In the aftermath stirring from the recent commission settlement from the National Association of Realtors (NAR), the impact on veterans, such as myself, looms large. Having served as an infantryman in the US Army, I, like many other veterans, turned to VA financing as a useful benefit in navigating the complex journey of homeownership. It’s a path filled with its own battles, yet it promises the peace of a home of our own.

Veteran sitting on front steps of her home

Unique Challenges to VA buyers

However, this new shift in real estate practices — where buyers might now be forced to pay their agent’s commission — threatens to upend this promise for entry-level buyers, especially veterans. Legally, veterans are prohibited from shouldering any commission costs in a VA loan transaction. This isn’t just a bump in the road; it’s a blockade, potentially leaving veterans sidelined in the housing market unless there’s a change in the laws that govern our benefits.

The heart of VA financing is its accessibility and affordability, designed to reward the service of military personnel by providing a tangible pathway to homeownership. But with this unexpected twist, that pathway seems narrower and filled with more hurdles that could keep us from crossing the threshold into homeownership.

Preserving our Values and Priorities

As a recent beneficiary of VA financing, purchasing my move-up home and settling into a new neighborhood with my family, the thought that future veterans might be denied this opportunity is disheartening. This issue cuts deeper than policy; it’s about ensuring that those who’ve served are not barred from the benefits they’ve earned.

This moment calls for a collective reassessment of our values and commitments.
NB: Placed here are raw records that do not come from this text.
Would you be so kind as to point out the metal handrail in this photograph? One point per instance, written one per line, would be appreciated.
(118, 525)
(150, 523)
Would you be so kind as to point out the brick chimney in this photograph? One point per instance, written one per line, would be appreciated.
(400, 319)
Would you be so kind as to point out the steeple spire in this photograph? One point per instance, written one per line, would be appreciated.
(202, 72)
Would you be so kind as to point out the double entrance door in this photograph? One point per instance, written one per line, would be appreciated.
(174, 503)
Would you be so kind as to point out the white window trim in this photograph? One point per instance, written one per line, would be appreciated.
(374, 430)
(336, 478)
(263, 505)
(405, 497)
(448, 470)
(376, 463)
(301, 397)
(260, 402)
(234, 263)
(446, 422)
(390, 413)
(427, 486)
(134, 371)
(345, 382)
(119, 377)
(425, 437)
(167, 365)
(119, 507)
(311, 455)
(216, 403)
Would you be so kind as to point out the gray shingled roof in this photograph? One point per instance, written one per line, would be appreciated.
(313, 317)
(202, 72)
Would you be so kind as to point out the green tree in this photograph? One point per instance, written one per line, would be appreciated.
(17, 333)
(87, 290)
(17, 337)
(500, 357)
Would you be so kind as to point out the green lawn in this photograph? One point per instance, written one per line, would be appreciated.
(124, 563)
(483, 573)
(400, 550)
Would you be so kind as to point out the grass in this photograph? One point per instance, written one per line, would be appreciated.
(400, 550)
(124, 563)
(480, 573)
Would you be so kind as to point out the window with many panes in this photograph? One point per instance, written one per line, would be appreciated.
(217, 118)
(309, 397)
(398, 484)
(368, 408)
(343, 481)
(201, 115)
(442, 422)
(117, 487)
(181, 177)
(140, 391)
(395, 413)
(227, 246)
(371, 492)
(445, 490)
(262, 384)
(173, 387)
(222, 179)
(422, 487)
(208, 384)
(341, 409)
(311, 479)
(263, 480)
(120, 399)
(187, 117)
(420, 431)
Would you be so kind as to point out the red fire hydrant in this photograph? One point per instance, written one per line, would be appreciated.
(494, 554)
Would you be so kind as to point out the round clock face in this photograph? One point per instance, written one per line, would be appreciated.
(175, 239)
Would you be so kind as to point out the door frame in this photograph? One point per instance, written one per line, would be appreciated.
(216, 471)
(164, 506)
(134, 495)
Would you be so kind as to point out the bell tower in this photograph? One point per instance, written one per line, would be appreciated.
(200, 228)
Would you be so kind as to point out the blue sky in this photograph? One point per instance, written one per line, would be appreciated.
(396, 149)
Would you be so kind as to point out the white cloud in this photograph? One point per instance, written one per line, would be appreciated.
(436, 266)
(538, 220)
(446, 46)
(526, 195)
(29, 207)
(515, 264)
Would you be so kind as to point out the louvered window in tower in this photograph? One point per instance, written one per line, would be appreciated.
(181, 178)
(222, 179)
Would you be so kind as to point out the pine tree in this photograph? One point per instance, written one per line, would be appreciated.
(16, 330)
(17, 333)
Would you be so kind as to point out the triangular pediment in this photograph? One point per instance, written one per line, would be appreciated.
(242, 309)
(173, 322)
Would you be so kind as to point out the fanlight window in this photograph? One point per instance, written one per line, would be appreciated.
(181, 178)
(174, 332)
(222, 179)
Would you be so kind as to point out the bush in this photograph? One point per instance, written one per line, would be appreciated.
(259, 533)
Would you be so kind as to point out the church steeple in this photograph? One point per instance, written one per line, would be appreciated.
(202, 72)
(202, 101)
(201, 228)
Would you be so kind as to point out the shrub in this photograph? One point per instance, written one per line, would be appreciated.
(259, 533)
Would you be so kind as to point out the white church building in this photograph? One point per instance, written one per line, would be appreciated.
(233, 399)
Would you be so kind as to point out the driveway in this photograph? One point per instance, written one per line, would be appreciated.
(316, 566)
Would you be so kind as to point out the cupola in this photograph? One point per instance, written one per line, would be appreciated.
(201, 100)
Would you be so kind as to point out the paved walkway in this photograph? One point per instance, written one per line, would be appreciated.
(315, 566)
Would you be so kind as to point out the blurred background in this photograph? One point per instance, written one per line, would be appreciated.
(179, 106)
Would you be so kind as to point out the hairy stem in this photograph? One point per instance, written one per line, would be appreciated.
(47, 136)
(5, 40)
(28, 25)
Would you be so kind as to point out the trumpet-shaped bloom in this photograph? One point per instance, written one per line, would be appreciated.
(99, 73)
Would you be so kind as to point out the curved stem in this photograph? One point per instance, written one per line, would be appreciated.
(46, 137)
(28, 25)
Are we more concerned with sellers paying less commission in order to keep as much of their whopping 334% price appreciation over the last 12 years? Or are we more concerned with keeping the dream of homeownership alive, attainable and accessible, especially to those trying to grab the first rung of the ownership ladder? Placing the onus of commission squarely on the buyer’s shoulders, just as they’re trying to come up with down payments, escrow, title, etc. has a direct negative impact on affordability. We must advocate for solutions that keep the dream of homeownership accessible to all who’ve served, ensuring that the sacrifices made in uniform translate into security and stability on the home front.

Adapt and Overcome

Veterans are used to overcoming obstacles. It’s what we do. As we move forward, many more twists and turns will be brought to light. The implications of these changes are far-reaching and the dust has yet to settle. This view into the direct impact on veterans is just a small example of other problems yet to be identified. It’s crucial to bridge these gaps in understanding with thoughtful advocacy and prompt legal adjustments. The dream of homeownership for veterans and for all people trying to attain the American Dream should not be diminished by shortsighted lawsuits and unforeseen legal barriers.